The Japanese people are fanatic about their metal. Indeed, Japan was a safe haven for European and American metal during the dark ages of the mid-90s, and today continues to afford a hero's welcome to Western metal acts who tour their fair land. (Among countless examples, witness the Dungeon live DVD accompanying their 'One step beyond' opus.) For all of their true metal spirit and enthusiasm, however, the denizens of the Land of the Rising Sun have experienced little success in exporting worthwhile metal bands of their own. Sure, Loudness and Anthem did some outstanding work in the 80s, with the former scoring significant international acclaim via classics like "Crazy nights" and "Heavy chains". In recent years, however, the only Japanese bands to pique my interest are Aiming High in the power metal field, and Grief of War in the thrash style. Now traditional metallers Maverick have appeared with their debut CD, seeking to fill the void of Nippon metal, and even securing an international record deal to bring their metal to the masses worldwide.

The striking cover art seizes one's attention immediately, sporting a very cool 80s-type logo framing a lone silhouetted, armored warrior bathed in deep red hues in the dying light of the sun. Sadly, the music inside the package doesn't quite fulfill this promise. Maverick perform a no-frills straightforward brand of heavy power metal with snappy riffs, ample crunch, and no proggy parts, keyboard instrumentation, or epic pretensions. There's some quite strong material on display here too, with the first three proper songs ("Black leather man", "Hammer blood", and "Let there be light") scoring high in the catchiness department and offering plenty of headbangable moments. Unfortunately, the quality level is not sustained, and several ensuing songs are simply not good. One prime offender is "Son of wonder", a failed attempt at a lighter, radio-friendly type song with an AC/DCish riff, brought down by a wimpy chorus and a rather painful vocal delivery from singer/guitarist/songwriter Katsuhiko Hotta. Another is "Gone are the days", which again is just too AOR/wimpy, and a stark contrast to the more crushing material that dominates the CD. Then there's "In a state of nature", which sports one of the most annoying choruses ever, and compounds its mistake by repeating the chorus a capella several times at the conclusion of the track. Aaaccccckkkkkkk. It's difficult for any CD to overcome 3 duff tracks, and I'm not sure at the end of the day whether this one does.
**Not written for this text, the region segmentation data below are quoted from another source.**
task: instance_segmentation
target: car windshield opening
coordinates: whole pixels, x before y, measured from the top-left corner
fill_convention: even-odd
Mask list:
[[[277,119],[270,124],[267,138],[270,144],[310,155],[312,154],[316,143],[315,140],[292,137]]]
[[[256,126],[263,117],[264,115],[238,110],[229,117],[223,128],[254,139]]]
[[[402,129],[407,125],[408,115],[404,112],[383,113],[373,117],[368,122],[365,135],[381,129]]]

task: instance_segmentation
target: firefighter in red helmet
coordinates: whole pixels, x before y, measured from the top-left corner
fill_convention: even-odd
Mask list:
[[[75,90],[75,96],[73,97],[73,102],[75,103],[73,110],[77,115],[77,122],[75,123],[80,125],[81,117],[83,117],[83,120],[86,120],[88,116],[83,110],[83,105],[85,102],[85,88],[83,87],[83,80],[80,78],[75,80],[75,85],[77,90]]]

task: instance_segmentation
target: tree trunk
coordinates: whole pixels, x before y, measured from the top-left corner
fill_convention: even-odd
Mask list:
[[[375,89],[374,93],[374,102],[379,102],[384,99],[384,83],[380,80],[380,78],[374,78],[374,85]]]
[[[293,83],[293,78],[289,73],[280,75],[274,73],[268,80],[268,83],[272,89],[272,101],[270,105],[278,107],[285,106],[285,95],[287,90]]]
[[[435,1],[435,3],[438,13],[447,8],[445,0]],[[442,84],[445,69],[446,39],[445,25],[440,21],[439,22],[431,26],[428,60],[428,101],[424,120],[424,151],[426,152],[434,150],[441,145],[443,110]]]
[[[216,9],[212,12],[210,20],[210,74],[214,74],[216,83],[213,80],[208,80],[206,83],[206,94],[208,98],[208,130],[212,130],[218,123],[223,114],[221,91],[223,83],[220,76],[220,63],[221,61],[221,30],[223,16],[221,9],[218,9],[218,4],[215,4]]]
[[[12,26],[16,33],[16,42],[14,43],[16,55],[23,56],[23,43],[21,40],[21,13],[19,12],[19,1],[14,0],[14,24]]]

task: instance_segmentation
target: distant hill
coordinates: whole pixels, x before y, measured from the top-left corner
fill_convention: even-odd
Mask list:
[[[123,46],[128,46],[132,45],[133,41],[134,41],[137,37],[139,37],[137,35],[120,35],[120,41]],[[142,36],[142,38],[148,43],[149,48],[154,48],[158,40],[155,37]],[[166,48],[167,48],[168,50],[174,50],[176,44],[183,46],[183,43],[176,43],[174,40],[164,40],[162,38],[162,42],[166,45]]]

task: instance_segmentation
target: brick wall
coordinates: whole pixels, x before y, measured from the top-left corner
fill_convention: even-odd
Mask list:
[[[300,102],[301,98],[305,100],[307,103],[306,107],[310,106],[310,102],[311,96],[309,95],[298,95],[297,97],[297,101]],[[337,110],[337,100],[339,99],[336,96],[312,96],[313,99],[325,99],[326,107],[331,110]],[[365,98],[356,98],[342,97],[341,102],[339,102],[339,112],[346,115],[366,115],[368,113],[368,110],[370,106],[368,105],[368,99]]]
At the end of the 43 minute running time, we're left with a promising but inconsistent CD. Aside from the songwriting peaks and valleys, Maverick's music suffers from the fact that it is too typical. Maverick have nothing approaching an "own sound", and do not distinguish themselves from their competitors through particularly killer songs, awesome riffs, or devastating vocals. Their most unique feature is Hotta's Japanese-accented vocals, but that is part of the problem. His voice is okay (maybe like a slightly stronger Minoru Niihara of Loudness), but he is obviously singing phonetically and his quite prominent accent is difficult to stomach. Don't get me wrong: I applaud Hotta for undertaking the daunting task of singing in a foreign language that is so drastically different from his mother tongue. Under the circumstances, though, I think Maverick would be better served if he sang in Japanese, perhaps with a few choruses in English (a la Anthem).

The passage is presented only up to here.